Decision Tree

A simple but potentially powerful machine learning technique, the decision tree has some very appealing properties:

  • it is easy to implement
  • results are easily explained

Here is some sample code to pre-process the text in the sentiment file:

In [338]:
import numpy as np

data = [ line.split() for line in open('imdb_labelled.txt').readlines() ]

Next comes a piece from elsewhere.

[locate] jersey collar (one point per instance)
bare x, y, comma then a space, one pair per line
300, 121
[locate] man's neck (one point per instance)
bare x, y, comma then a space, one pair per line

#  '.' at end of last word in each sentence, remove with strip()
sents = [ [ w.strip('.,').lower() for w in line[:-1] ] for line in data ]
y = np.asarray([ int(line[-1]) for line in data ])

# remove stop words
stop = ['a','-','the','it','in','and','or','with','to','of','as','was','is',"it's",'from','for','this','on','at']
sents = [ [ w for w in s if w not in stop ] for s in sents ]

print(sents[:5])
print('mean sentence length:', np.mean([len(s) for s in sents]))
print(y[:5])
print(len(y), sum(y))
[['very', 'very', 'very', 'slow-moving', 'aimless', 'movie', 'about', 'distressed', 'drifting', 'young', 'man'], ['not', 'sure', 'who', 'more', 'lost', 'flat', 'characters', 'audience', 'nearly', 'half', 'whom', 'walked', 'out'], ['attempting', 'artiness', 'black', '&', 'white', 'clever', 'camera', 'angles', 'movie', 'disappointed', 'became', 'even', 'more', 'ridiculous', 'acting', 'poor', 'plot', 'lines', 'almost', 'non-existent'], ['very', 'little', 'music', 'anything', 'speak'], ['best', 'scene', 'movie', 'when', 'gerardo', 'trying', 'find', 'song', 'that', 'keeps', 'running', 'through', 'his', 'head']]
mean sentence length: 10.185
[0 0 0 0 1]
1000 500

Now we encode simply be membership in a small vocabulary:

In [339]:
from collections import defaultdict

cnt = defaultdict(int)

for s in sents:
    for w in s:
        cnt[w] += 1
        
voc = [ w for w in cnt if cnt[w] > 20 ]
print('voc len:', len(voc))
X = [ [ int(w in sent) for w in voc ] for sent in sents ]
voc len: 77

This is enough to start training and evaluating our decision tree:

In [340]:
from sklearn import tree
from sklearn import metrics 
from sklearn.model_selection import train_test_split

X_train, X_test, y_train, y_test = train_test_split(X, y, test_size=0.1)

clf = tree.DecisionTreeClassifier(max_depth=3)
clf.fit(X_train, y_train)

y_pred = clf.predict(X_test)

print("Accuracy:", metrics.accuracy_score(y_test, y_pred))
Accuracy: 0.59

Right away we achieve a moderately reasonable performance.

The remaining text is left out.